Pundits and podcasters have been effusive in their praise of athlete and activist Bill Russell, who died on July 31 at age 88. He earned it. Russell was an inspiration and man of integrity who triumphed in spite of the racist crap that he endured in Boston in the sixties. You can find a hundred or more sites online that tell his story. But in all the tributes and appreciations I’ve read, I haven’t seen a mention of Slade’s. While he was winning all those championships with the Celtics, Bill Russell owned the fabled Slade’s Barbecue Restaurant, at 958 Tremont Street in Roxbury. I’m bringing it up here because for a time in 1966, Bill Russell ran Slade’s as a jazz club. It’s just a footnote in Russell’s remarkable story, but this blog is just the place for it.

Photo of Bill Russell blocking a shot

Bill Russell: Shot blocker, jazz lover

Slade’s first opened for business in 1928. The story has it that Renner Slade grew up in a family that ran a backwoods barbecue joint down south someplace, and he brought what he knew to Boston and opened his restaurant. Through the 1940s and 1950s, people regarded the chicken as the city’s best.

Bill Russell purchased Slade’s in early 1964. Tremont Street was familiar territory for him. After he finished his work at the Boston Garden, Russell liked to stop by Slade’s for a late meal, and then relax a bit at the Pioneer Club. Russell’s love of jazz was well known. One of his first moves as owner was to fill the jukebox with jazz records.

Slade’s was already a community gathering spot, but with Russell’s celebrity, the famous came too. Muhammad Ali dined at Slade’s when he was training for his rematch with Sonny Liston. No less a personage than Dr Martin Luther King ate at Slade’s in April 1965. It must have been like old times for King. Surely he sampled the fare at Slade’s during his Boston years in the early 1950s. Russell admired King, and had taken part in the March on Washington in 1963.

Enter the Organ Trios

Photo of Sonny Stitt at Bill Russell's Slade's

Walter Radcliffe, Harold Layne, and Sonny Stitt at Slade’s, August 1966.

Live music had a brief but bright life at Bill Russell’s Slade’s. It started in August 1966, with Sonny Stitt presiding, with Don Patterson on the Hammond B-3 and Boston’s own Harold Layne on drums, although that’s another Bostonian, Walter Radcliffe, in the photo here. (A sharp-eyed reader correctly identified the organist; I originally said it was Patterson.)

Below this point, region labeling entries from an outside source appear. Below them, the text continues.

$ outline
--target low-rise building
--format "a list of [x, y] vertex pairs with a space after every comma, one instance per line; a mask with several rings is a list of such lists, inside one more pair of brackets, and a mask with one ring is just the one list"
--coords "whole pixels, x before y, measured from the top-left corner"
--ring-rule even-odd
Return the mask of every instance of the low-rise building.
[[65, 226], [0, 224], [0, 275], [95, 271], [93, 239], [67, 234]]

Afriend found the photo in the bottom of a box. He didn’t remember how he got it. There’s nothing written on the back to identify who took it. Bernie Moss? Vin Haynes? If anyone knows, please leave a comment!)

The photographer was of course taking a photo of the band, and the mural was just the backdrop. Today, though, we can regret that the head of the airborne Number 6, as in the photo at the top of this post, is out of the frame. I don’t mean to be dismissive of Sonny Stitt, but I’ve seen his photo before. This mural on the wall at Bill Russell’s Slade’s, well, you don’t see pictures of it very often. In fact, I’d never seen a picture of it, and didn’t even know it existed. Again, anyone who knows the story of that mural, please leave a comment.

More good music came to Slade’s that summer and fall. Johnny “Hammond” Smith followed Stitt, with Jimmy Daniels on guitar, John Harris on drums, and Byrdie Green singing. “A superior package,” noted the Globe. Other visitors included Buck Green, Gloria Coleman, and Charles Earland. All organists leading trios. It was the summer of ‘66, and soul jazz ruled the Tremont Strip. A few doors down, at Estelle’s, were Rhoda Scott, Sonny Phillips, and Jiggs Chase, on the Hammond in saxophonist Joe Thomas’s group. Head outbound a few blocks to Connolly’s, and the front-line stars of the B-3 were working—Jack McDuff, Shirley Scott, and Jimmy McGriff. Soul jazz. That’s what it was all about on the Tremont Strip that year.

The music at Slade’s continued into late November, with a weeks-long residence by the trio of saxophonist Houston Person (Jinx Jingles on the B-3). Then the club ran into trouble. On December 15, I.R.S. agents raided the restaurant while customers watched, and seized the money in the cash register for back taxes. Apparently Russell’s management company had failed to file. The I.R.S. was careful to explain this had nothing to do with Bill Russell, that they were pursuing a corporate entity that owed them a substantial amount of money. Russell, who was rumored to have the restaurant up for sale, had no comment.

The business declared bankruptcy and closed that spring, the equipment and furnishings later sold at auction. That was the end of Bill Russell’s Slade’s. Frank Williams, the owner of Estelle’s, bought it in 1968 and reopened the restaurant. It has continued, through changes in ownership and an on-and-off music policy, to this day. It currently operates as Slade’s Bar & Grill. I looked at their website. There’s no sign of that mural.